The Freedom From Religion Foundation (FFRF) inducted Sacks as a member of the FFRB Honorary Board in 2010. In his bio for the award, Sacks' described himself as "an old Jewish atheist." The list of honors and awards is endless - he even had a main-belt minor planet named after him: 84928 Oliversacks.

Despite the prestigious titles and many awards, Sacks served as a neurological consultant to various New York City nursing homes that are run by the Little Sisters of the Poor from 1966 until he revealed his diagnosis in February of this year. He also served on the boards of The Neurosciences Institute and, being a lover of ferns, the New York Botanical Garden.

Sacks has contributed to The New Yorker and The New York Times Review of Books. The New York Times hailed Sacks as the "poet laureate of modern medicine." His writing has been translated into 25 languages.

Sacks' published works blend neurology and literature. Besides "Awakenings," his most notable book is probably 1985's "The Man who Mistook his Wife for a Hat." Other works include: "Migraine," "A Leg to Stand On" (based on Sacks' experience after an accident when he lost awareness of one of his legs), "Seeing Voices: A Journey into the World of the Deaf," "An Anthropologist on Mars," "Uncle Tungsten: Memories of a Chemical Boyhood" (based on his childhood), "Musicophilla: Tales of Music and the Brain" and "Hallucinations."

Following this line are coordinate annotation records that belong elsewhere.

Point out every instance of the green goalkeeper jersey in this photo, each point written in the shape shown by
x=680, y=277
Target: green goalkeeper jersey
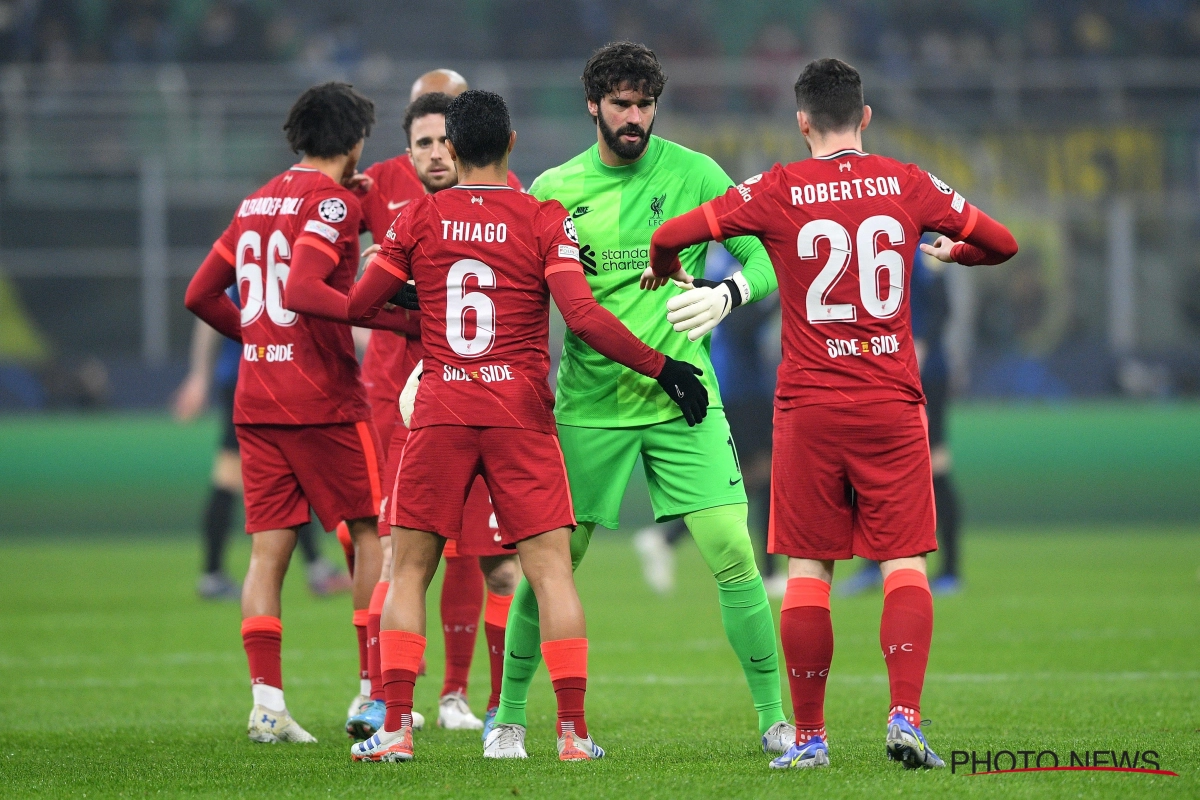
x=616, y=210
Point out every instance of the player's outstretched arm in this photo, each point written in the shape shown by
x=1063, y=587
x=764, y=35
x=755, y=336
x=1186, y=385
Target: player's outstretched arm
x=207, y=294
x=307, y=292
x=987, y=242
x=606, y=335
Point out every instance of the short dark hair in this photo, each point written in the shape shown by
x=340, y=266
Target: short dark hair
x=433, y=102
x=478, y=126
x=329, y=120
x=623, y=64
x=831, y=92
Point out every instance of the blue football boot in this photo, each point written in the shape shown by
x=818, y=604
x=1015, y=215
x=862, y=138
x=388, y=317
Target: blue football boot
x=906, y=744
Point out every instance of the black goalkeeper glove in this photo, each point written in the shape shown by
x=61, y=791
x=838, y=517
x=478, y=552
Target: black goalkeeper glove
x=406, y=298
x=679, y=380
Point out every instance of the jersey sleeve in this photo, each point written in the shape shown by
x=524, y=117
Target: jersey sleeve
x=937, y=206
x=557, y=239
x=749, y=252
x=329, y=222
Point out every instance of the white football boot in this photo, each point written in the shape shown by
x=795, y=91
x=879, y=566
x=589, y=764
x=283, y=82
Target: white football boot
x=273, y=727
x=779, y=738
x=454, y=714
x=505, y=741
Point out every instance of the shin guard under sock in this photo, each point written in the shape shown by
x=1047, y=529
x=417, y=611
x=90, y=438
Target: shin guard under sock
x=567, y=660
x=400, y=655
x=462, y=600
x=808, y=650
x=906, y=630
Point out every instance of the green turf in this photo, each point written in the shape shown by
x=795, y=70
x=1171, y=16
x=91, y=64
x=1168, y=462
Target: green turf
x=114, y=680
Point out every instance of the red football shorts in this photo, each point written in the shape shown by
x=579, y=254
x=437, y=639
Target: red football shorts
x=523, y=470
x=821, y=452
x=289, y=470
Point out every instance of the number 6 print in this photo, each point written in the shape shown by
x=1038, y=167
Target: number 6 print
x=870, y=263
x=459, y=300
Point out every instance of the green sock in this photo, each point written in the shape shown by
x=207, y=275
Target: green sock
x=522, y=654
x=724, y=542
x=522, y=639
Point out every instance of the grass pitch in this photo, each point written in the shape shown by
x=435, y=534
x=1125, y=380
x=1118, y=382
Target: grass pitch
x=115, y=681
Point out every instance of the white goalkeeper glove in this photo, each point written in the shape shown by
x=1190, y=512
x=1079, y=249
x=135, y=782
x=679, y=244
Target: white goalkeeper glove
x=408, y=395
x=706, y=304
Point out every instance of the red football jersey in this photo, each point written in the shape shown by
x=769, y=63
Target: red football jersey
x=390, y=356
x=480, y=256
x=295, y=370
x=841, y=232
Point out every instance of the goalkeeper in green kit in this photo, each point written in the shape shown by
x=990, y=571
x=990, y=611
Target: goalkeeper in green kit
x=617, y=193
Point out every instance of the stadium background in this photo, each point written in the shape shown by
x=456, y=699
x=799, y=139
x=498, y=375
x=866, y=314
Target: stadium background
x=130, y=130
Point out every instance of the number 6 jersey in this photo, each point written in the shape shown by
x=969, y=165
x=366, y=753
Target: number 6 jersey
x=841, y=232
x=480, y=257
x=295, y=368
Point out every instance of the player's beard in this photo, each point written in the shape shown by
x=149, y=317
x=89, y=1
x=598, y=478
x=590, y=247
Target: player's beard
x=623, y=149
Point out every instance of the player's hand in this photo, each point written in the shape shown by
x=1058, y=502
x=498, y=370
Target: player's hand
x=651, y=281
x=408, y=395
x=681, y=382
x=191, y=398
x=359, y=182
x=706, y=304
x=940, y=248
x=407, y=296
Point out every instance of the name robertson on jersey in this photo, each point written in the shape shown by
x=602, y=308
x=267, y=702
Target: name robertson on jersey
x=490, y=232
x=838, y=191
x=269, y=206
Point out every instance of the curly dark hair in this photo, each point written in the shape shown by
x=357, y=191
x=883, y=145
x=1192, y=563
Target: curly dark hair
x=329, y=120
x=433, y=102
x=831, y=92
x=623, y=64
x=478, y=126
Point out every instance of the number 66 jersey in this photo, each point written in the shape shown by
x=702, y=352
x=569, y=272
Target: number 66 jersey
x=841, y=232
x=295, y=368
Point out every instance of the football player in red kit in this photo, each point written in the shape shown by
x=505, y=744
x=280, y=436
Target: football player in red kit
x=301, y=414
x=851, y=469
x=486, y=259
x=390, y=359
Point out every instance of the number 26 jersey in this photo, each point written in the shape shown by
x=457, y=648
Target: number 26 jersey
x=480, y=256
x=841, y=232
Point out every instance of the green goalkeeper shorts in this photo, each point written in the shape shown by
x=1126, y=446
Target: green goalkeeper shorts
x=687, y=469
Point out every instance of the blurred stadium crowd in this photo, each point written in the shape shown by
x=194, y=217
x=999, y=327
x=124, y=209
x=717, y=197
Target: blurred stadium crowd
x=893, y=34
x=130, y=130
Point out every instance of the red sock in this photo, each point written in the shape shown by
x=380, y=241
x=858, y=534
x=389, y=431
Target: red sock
x=373, y=669
x=462, y=600
x=567, y=660
x=360, y=627
x=343, y=539
x=905, y=632
x=400, y=654
x=263, y=637
x=496, y=619
x=807, y=633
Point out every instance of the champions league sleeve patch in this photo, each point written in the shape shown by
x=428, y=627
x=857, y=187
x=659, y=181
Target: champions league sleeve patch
x=331, y=209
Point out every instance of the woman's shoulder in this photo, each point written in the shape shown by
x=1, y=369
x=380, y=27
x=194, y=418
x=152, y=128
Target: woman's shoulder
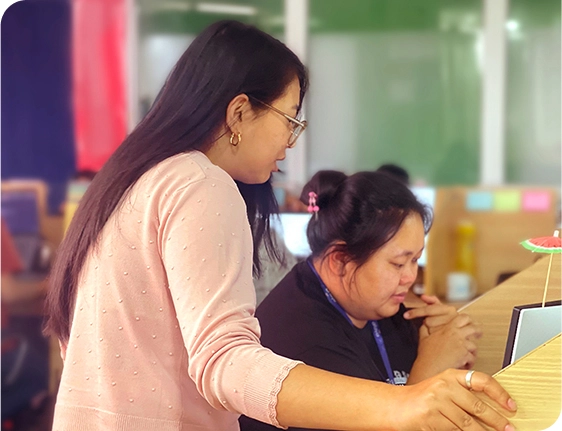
x=192, y=166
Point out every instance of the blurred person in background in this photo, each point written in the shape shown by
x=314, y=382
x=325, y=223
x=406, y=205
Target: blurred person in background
x=342, y=310
x=24, y=383
x=151, y=293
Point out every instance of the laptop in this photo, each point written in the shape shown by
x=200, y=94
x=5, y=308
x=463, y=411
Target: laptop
x=531, y=326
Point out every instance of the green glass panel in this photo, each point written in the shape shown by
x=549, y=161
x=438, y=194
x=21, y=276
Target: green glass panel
x=408, y=89
x=533, y=93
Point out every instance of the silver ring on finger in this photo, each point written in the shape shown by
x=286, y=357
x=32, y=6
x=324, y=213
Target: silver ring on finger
x=468, y=379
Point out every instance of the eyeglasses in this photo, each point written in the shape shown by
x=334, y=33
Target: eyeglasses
x=297, y=127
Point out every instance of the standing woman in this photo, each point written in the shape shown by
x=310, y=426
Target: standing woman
x=151, y=294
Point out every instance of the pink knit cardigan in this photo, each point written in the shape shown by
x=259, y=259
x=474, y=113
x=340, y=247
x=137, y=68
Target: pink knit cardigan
x=163, y=335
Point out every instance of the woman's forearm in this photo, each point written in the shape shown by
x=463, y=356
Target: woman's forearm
x=313, y=398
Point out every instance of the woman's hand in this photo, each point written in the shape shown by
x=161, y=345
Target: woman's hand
x=451, y=346
x=434, y=313
x=444, y=403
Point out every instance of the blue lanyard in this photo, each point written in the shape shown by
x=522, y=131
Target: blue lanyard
x=374, y=324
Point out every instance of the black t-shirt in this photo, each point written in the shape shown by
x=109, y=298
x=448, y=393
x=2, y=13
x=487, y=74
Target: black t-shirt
x=298, y=322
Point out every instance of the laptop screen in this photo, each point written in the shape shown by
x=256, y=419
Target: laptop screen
x=291, y=227
x=531, y=325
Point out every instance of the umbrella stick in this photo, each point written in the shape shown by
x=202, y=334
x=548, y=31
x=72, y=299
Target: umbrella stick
x=547, y=277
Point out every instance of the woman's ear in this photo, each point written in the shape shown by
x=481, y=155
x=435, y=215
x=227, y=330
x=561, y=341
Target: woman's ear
x=236, y=110
x=337, y=261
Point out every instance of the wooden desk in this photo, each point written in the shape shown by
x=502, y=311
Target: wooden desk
x=493, y=309
x=534, y=383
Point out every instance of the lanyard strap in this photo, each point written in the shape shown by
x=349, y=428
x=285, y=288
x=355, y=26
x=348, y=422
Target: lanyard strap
x=374, y=324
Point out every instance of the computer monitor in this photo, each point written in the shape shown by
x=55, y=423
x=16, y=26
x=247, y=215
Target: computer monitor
x=531, y=325
x=426, y=195
x=291, y=227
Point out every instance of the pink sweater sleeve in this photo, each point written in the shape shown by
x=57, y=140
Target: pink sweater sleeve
x=206, y=247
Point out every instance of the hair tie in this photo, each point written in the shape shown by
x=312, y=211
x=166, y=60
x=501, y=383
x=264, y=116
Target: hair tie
x=312, y=207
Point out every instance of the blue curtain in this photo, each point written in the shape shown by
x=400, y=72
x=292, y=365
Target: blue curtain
x=37, y=120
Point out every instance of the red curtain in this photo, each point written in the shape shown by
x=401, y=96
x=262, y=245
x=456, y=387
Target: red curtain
x=99, y=61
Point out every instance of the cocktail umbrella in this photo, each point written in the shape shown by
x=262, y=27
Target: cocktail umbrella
x=545, y=244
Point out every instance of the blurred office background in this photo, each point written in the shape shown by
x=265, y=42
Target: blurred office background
x=461, y=93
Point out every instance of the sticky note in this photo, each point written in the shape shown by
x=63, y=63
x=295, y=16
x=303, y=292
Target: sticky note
x=536, y=201
x=479, y=201
x=507, y=201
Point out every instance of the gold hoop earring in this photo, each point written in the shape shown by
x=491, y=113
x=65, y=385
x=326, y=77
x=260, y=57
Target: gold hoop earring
x=238, y=140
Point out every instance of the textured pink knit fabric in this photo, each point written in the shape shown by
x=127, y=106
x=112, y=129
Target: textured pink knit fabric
x=163, y=336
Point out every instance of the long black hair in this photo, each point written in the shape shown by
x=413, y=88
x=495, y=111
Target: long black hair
x=360, y=213
x=226, y=59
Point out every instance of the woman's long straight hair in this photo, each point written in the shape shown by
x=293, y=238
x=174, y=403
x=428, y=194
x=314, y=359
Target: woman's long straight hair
x=226, y=59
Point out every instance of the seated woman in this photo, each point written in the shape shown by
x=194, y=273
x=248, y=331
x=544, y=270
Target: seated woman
x=342, y=309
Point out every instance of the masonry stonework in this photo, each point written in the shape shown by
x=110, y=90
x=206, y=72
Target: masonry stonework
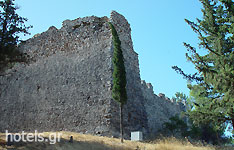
x=67, y=83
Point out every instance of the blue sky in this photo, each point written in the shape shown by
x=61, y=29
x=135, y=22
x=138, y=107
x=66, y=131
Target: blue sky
x=158, y=31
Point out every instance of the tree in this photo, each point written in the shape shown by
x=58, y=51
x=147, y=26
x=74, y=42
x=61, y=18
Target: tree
x=11, y=24
x=180, y=97
x=213, y=86
x=119, y=92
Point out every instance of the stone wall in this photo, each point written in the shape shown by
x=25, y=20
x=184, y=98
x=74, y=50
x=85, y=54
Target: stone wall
x=67, y=83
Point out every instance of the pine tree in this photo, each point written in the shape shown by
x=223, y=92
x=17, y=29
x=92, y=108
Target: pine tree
x=213, y=91
x=11, y=24
x=119, y=92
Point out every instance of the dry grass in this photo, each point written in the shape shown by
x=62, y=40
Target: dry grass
x=89, y=142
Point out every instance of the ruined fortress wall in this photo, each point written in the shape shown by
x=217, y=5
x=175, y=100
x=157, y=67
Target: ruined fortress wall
x=135, y=117
x=66, y=86
x=67, y=83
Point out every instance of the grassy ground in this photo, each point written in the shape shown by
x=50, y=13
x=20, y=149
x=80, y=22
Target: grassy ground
x=89, y=142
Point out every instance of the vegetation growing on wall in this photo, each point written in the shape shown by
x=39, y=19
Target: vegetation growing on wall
x=119, y=92
x=11, y=24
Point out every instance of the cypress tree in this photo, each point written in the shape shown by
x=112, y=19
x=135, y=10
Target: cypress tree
x=213, y=91
x=119, y=92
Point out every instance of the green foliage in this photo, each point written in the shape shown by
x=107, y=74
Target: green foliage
x=11, y=24
x=177, y=127
x=119, y=75
x=180, y=97
x=213, y=93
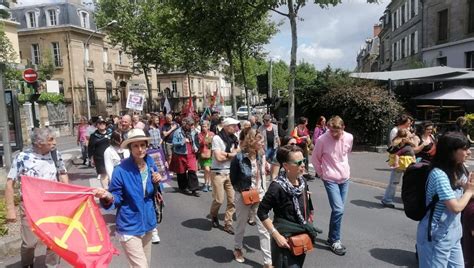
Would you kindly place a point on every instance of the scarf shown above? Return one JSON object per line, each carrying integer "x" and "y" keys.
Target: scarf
{"x": 294, "y": 192}
{"x": 229, "y": 140}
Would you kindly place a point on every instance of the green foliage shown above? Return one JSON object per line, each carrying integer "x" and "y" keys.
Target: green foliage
{"x": 54, "y": 98}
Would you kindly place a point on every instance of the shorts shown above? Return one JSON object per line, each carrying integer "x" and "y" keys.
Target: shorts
{"x": 205, "y": 162}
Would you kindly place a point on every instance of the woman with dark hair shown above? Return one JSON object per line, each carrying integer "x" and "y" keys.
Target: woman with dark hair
{"x": 247, "y": 171}
{"x": 449, "y": 189}
{"x": 292, "y": 208}
{"x": 320, "y": 128}
{"x": 426, "y": 142}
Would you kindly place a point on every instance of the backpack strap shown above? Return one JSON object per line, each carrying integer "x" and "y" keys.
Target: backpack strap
{"x": 431, "y": 208}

"The Mind's Eye" includes a disease that afflicted Sacks himself: prosopagnosia, also called face blindness, which is an inability to recognize faces. According to Sacks' website: "The Mind's Eye "tells the stories of people who are able to navigate the world and communicate with others despite losing what many of us consider indispensable senses and abilities: the power of speech, the capacity to recognize faces, the sense of three-dimensional space, the ability to read, the sense of sight. For all of these people, the challenge is to adapt to a radically new way of being in the world."

Sacks' most recent book was released on April 28 - his "impassioned, tender, and joyous memoir," as described on his website - "On The Move."

"As a young man, Sacks wrote to his parents that he could repay their benevolence by 'leading a fairly happy and useful life,'" The New York Times stated in their review of Sacks' memoir, "and he appears to have kept that promise. He is enamored of humanity despite often finding individual people difficult, ­splendidly inclined to what he characterizes as 'childish, ingenuous enthusiasm.'"

When Sacks was ready to reveal his terminal cancer diagnosis to the public, he (perhaps unintentionally) summed up what the world would feel now, after it was his turn to go: "There will be no one like us when we are gone, but then there is no one like anyone else, ever. When people die, they cannot be replaced. They leave holes that cannot be filled, for it is the fate - the genetic and neural fate - of every human being to be a unique individual, to find his own path, to live his own life, to die his own death."